Oddly enough, although a variety of trees are possible, they all contain

the same atoms - that is, the prime-factorization is unique.

 

The general algorithm for building up a binary tree is -

 

         (1)  Initialize - empty the tree

         (2)  Root - get a value for the root

         (3)  Split an atom

         (4)  Repeat (3) until finished

 


This concept is quite natural, but it is a bit tricky to keep track

of things in arrays.  Thus, it is important to write good procedures

for (1) (2) and (3) - splitting an atom is especially tricky.

 

Problems

 

 Problem (2) :  Write procedures for (1),(2), and (3).  Then use them

    to input a BINARY TREE, for example a prime-factorization tree. The SPLIT

    procedure should work as follows: the user types in the "name" of an atom,

    and the names of the two children, and the appropriate branches are added

    to the arrays. Then write a 4th procedure - print atoms.  This is a very

    simple procedure - it simply searches the list of nodes, looking for zero

    pointers in the left and right children.

 

 Problem (3) :  Automate this process, so that you write a program

    which prime factors a number by using the tree method. After each SPLIT,

    the computer shows the list of atoms.
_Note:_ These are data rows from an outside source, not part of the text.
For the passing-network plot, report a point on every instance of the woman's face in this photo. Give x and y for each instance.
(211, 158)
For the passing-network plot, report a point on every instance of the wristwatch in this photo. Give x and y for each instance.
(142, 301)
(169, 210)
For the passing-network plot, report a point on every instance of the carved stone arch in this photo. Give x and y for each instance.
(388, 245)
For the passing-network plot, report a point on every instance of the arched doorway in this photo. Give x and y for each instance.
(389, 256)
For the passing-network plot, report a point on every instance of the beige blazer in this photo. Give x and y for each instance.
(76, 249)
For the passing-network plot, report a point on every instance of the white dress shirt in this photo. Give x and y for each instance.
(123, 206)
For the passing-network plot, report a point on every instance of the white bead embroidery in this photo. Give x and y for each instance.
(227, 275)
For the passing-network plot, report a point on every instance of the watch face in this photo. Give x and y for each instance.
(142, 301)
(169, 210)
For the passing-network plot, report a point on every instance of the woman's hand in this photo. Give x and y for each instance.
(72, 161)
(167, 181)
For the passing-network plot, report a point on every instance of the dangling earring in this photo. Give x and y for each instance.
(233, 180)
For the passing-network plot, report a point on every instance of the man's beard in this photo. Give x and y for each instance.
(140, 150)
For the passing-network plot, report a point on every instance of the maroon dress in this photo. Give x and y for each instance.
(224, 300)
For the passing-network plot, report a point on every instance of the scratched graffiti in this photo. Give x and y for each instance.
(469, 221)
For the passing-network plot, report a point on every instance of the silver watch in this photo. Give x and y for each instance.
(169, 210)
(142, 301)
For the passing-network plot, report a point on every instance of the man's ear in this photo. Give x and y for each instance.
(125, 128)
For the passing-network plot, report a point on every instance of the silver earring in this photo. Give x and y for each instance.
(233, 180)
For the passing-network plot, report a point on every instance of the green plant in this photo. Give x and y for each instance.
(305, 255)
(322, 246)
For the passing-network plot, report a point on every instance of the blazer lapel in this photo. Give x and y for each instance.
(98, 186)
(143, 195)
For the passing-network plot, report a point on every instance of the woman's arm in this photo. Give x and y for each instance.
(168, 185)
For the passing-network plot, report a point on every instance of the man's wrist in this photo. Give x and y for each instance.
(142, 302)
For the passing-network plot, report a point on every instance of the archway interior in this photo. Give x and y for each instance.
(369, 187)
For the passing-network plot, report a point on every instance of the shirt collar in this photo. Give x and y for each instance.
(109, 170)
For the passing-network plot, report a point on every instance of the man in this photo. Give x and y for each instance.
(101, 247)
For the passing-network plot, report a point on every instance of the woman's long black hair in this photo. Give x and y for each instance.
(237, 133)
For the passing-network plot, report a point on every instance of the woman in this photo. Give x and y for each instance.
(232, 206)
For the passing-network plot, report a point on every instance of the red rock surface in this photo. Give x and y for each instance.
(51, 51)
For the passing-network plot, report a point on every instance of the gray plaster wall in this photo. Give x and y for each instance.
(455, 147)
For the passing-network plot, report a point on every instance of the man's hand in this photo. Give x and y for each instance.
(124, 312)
The user types the name of an atom,

    and the computer splits that atom if it is possible.  Thus, the user

    decides which atom to split, but the computer takes care of finding the

    factors.  This means you will need a new procedure which accepts an

    integer as input, and returns two factors.  It could return 0,0 for a

    prime input - that is, a number with no factors.  In this case,

    no split occurs.  Do not allow the following:

 

                   15

                 /    \

                3       5

              /   \

            1       3

                  /   \

                1       3

                ..............  Infinite tree, getting nowhere.

 

Problem (4)  :  Automate the process further: the computer chooses the

   atom which is to be split.  It loops, by itself, until none of the

   atoms can be split.  Then it stops!  This is a bit tricky.  Now you

   should be able to type in a number, and the computer does the prime

   factorization by itself.

 

Problem (5)  :  Although it is of no particular theoretical importance,

   it is nice for people to be able to SEE a tree.  The drawings above are

   quite difficult to produce using a computer program, and have the

   possibility of growing too large for the screen.  Look at the Explorer   

   program in Windows . This is one possible way to represent a tree.  

   Another method, which makes sense in the prime-factorization problem,

   is the following:

 

                          120

                        (12)(10)

                     ((3)(4))((2)(5))

                ((3)((2)(2)))((2)(5))

 

   There is one "formula" for each "level" in the tree.

   Try writing a SHOWTREE procedure, which prints this list of formulas.

 

Problem (6)  :  The prime-factorization problem can produce many different

   trees for the same number.  Can you write a program which would COUNT the

   number of different trees for a given number?